Wiederum an die K Adresse der Klägerin erteilte das Arbeitsamt K am 4. April 1979 einen weiteren Zwischenbescheid, wonach noch weitere Ermittlungen beim Arbeitsamt W notwendig seien. Diesen Zwischenbescheid hat die Klägerin erhalten. Im April und Juli 1979 forderte das Arbeitsamt K vom Arbeitsamt W die Leistungsunterlagen der Klägerin mehrfach an. Mit der Klägerin fand bis Anfang August 1979 eine Korrespondenz nicht statt. Am 6. August 1979 erteilte die Beklagte der Klägerin erneut einen Zwischenbescheid unter der K Adresse mit der Bitte um Mitteilung der neuen Adresse in W. Diese Nachricht ging der Klägerin nicht zu. Am 30. August 1979 erhielt das Arbeitsamt K die Anfrage der Klägerin vom 28. August 1979 nach dem Stand der Bearbeitung ihres Leistungsantrags vom 29. Januar 1979. Als Absender gab sie W, , an; es handelte sich dabei um die Adresse ihrer früheren Wohnung in W. Daraufhin bewilligte die Beklagte der Klägerin Alhi für die Zeit vom 1. Februar bis 26. Februar 1979 (Bescheid vom 17. September 1979). Mit ihrem Widerspruch wendet sich die Klägerin dagegen, daß ihr keine Alhi für die Zeit nach Beendigung der Arbeitsunfähigkeit ab 21. März 1979 bewilligt wurde. Während des Widerspruchsverfahrens teilte die Klägerin mit, daß sie am 16. März 1979 K verlassen habe.

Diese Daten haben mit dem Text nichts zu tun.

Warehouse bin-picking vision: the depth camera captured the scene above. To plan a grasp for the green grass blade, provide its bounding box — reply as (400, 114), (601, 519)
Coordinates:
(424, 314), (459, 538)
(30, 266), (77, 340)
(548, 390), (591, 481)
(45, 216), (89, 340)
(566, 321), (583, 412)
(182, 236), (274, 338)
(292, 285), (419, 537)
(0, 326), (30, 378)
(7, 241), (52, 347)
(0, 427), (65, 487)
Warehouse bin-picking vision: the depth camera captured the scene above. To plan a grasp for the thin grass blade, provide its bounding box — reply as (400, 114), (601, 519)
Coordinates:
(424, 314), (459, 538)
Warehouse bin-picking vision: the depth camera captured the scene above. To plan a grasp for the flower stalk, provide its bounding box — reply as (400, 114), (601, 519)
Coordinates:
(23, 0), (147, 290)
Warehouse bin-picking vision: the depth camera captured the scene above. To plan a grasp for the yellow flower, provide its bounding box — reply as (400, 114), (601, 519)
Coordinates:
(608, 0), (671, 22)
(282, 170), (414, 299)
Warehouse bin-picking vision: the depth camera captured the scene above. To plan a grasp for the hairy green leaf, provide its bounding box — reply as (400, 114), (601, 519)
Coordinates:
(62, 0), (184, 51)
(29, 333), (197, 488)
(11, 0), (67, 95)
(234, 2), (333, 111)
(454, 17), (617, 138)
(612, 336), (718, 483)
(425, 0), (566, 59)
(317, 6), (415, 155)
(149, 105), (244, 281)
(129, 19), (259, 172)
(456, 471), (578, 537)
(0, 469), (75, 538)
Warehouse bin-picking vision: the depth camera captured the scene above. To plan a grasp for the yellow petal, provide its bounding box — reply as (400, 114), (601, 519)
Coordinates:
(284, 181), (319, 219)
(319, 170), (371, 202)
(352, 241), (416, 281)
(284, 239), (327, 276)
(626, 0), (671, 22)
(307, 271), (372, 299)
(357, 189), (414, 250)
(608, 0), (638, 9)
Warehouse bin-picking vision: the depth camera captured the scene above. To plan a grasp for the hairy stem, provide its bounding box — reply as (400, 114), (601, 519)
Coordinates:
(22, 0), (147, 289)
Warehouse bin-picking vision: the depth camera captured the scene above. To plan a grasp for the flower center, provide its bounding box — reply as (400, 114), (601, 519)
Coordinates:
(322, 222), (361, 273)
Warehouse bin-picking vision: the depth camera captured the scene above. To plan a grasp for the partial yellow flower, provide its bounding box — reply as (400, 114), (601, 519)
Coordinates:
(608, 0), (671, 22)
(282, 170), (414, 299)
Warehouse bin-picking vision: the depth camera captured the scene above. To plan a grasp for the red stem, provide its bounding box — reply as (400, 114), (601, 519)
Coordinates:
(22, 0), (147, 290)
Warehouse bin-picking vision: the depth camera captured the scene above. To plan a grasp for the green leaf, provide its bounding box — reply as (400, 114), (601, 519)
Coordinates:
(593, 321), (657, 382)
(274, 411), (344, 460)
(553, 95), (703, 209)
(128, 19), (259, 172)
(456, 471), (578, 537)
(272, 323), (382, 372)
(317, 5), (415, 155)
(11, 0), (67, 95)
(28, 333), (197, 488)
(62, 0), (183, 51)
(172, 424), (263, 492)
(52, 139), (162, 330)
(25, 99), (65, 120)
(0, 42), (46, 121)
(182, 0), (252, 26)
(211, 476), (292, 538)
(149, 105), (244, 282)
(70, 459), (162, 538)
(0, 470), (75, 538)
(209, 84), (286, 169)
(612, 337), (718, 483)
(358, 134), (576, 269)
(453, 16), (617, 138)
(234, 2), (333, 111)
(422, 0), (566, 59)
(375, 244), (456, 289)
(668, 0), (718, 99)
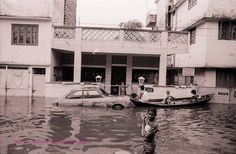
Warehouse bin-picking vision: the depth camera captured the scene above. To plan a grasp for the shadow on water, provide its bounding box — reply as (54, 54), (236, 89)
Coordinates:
(0, 97), (236, 154)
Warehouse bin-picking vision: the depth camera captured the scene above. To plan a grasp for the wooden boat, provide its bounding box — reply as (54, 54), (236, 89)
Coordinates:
(130, 94), (214, 108)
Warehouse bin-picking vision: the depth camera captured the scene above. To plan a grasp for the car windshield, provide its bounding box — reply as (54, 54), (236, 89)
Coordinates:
(100, 88), (109, 96)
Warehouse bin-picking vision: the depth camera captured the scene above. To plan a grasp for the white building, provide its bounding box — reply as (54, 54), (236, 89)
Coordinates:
(0, 0), (201, 96)
(0, 0), (76, 96)
(149, 0), (236, 103)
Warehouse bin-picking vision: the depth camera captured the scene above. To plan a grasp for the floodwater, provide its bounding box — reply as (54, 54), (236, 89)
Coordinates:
(0, 97), (236, 154)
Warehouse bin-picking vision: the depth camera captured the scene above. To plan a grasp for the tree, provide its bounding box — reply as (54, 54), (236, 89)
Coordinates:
(119, 19), (143, 29)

In Abänderung des angefochtenen Bescheides hat die Beklagte durch den Widerspruchsbescheid vom 14. Februar 1980 der Klägerin Alhi vom 21. März bis 6. April 1979 und vom 30. August bis 21. Oktober 1979 bewilligt. Für die Zeit vom 7. April bis 29. August 1979 wurde der Widerspruch als unbegründet zurückgewiesen. Zur Begründung hat die Beklagte ausgeführt, daß die Klägerin in dieser Zeit der Arbeitsvermittlung nicht zur Verfügung gestanden habe.

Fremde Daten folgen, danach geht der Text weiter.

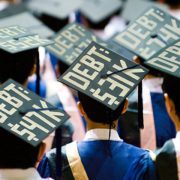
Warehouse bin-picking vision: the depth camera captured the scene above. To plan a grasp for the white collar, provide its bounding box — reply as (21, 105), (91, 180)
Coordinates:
(84, 129), (123, 141)
(176, 131), (180, 139)
(0, 168), (47, 180)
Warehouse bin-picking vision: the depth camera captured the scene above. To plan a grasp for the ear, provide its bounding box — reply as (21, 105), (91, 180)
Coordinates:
(29, 64), (37, 76)
(121, 98), (129, 114)
(77, 101), (86, 116)
(37, 142), (46, 162)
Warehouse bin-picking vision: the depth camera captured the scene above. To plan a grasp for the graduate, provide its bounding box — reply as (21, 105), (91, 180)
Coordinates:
(0, 25), (53, 86)
(113, 6), (180, 150)
(146, 40), (180, 180)
(39, 42), (156, 180)
(0, 79), (69, 180)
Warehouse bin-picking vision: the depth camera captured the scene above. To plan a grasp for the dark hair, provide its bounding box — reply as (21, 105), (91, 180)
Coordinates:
(0, 128), (40, 169)
(57, 60), (69, 75)
(162, 76), (180, 117)
(0, 49), (38, 84)
(78, 92), (125, 124)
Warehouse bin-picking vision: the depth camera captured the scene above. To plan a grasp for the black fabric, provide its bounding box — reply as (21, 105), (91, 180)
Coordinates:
(47, 146), (74, 180)
(155, 140), (178, 180)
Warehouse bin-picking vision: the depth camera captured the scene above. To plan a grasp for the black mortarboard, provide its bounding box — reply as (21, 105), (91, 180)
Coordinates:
(0, 79), (69, 147)
(58, 42), (148, 114)
(145, 39), (180, 78)
(0, 26), (53, 94)
(0, 11), (54, 37)
(27, 0), (83, 31)
(113, 7), (180, 60)
(47, 23), (106, 66)
(80, 0), (122, 29)
(0, 26), (53, 54)
(121, 0), (168, 22)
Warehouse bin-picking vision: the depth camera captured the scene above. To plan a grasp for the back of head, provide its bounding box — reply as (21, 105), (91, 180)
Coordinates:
(0, 49), (38, 84)
(0, 128), (40, 169)
(162, 76), (180, 118)
(78, 92), (125, 124)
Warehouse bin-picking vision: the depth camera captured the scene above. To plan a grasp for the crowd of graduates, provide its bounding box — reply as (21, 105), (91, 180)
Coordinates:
(0, 0), (180, 180)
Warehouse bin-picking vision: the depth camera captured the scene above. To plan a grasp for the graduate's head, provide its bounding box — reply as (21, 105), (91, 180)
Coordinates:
(0, 128), (45, 169)
(162, 76), (180, 125)
(0, 49), (38, 84)
(78, 92), (128, 124)
(0, 26), (52, 85)
(59, 42), (147, 128)
(0, 79), (69, 169)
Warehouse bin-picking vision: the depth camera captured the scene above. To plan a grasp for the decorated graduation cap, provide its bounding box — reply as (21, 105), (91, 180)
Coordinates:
(121, 0), (168, 22)
(0, 26), (53, 94)
(0, 79), (69, 147)
(145, 39), (180, 78)
(0, 11), (54, 37)
(80, 0), (122, 29)
(27, 0), (83, 31)
(0, 26), (53, 54)
(47, 23), (106, 66)
(58, 42), (148, 127)
(113, 6), (180, 60)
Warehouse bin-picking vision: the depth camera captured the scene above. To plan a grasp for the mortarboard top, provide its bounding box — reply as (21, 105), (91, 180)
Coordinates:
(113, 6), (180, 60)
(27, 0), (83, 19)
(80, 0), (122, 23)
(121, 0), (168, 22)
(0, 11), (54, 37)
(47, 23), (106, 66)
(0, 26), (53, 54)
(145, 39), (180, 78)
(0, 79), (69, 147)
(58, 42), (148, 110)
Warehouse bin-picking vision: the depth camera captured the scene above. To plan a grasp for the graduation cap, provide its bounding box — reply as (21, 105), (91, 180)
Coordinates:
(0, 26), (53, 54)
(58, 42), (148, 125)
(145, 39), (180, 78)
(27, 0), (83, 32)
(121, 0), (168, 22)
(47, 23), (106, 66)
(0, 26), (53, 94)
(80, 0), (122, 29)
(113, 6), (180, 60)
(0, 11), (54, 37)
(0, 79), (69, 147)
(0, 3), (54, 37)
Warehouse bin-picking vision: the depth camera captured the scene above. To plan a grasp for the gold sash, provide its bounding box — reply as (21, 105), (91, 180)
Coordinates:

Durch Urteil vom 10. Juli 1981 hat das Sozialgericht (SG) W die angefochtenen Bescheide aufgehoben und die Beklagte verurteilt, der Klägerin vom 7. April 1979 bis 29. August 1979 Alhi zu gewähren. Zur Begründung hat das SG ausgeführt: Die Klägerin habe zwar nicht die Voraussetzungen der Verfügbarkeit in der in Rede stehenden Zeit erfüllt; der Anspruch auf Alhi sei jedoch im Wege des sogenannten sozialrechtlichen Herstellungsanspruchs begründet. Die Beklagte hätte gegenüber der Klägerin eine Pflichtverletzung dadurch begangen, daß sie trotz Kenntnis vom Aufenthaltswechsel der Klägerin keine Ermittlungen hinsichtlich der Adressenänderung eingeleitet habe.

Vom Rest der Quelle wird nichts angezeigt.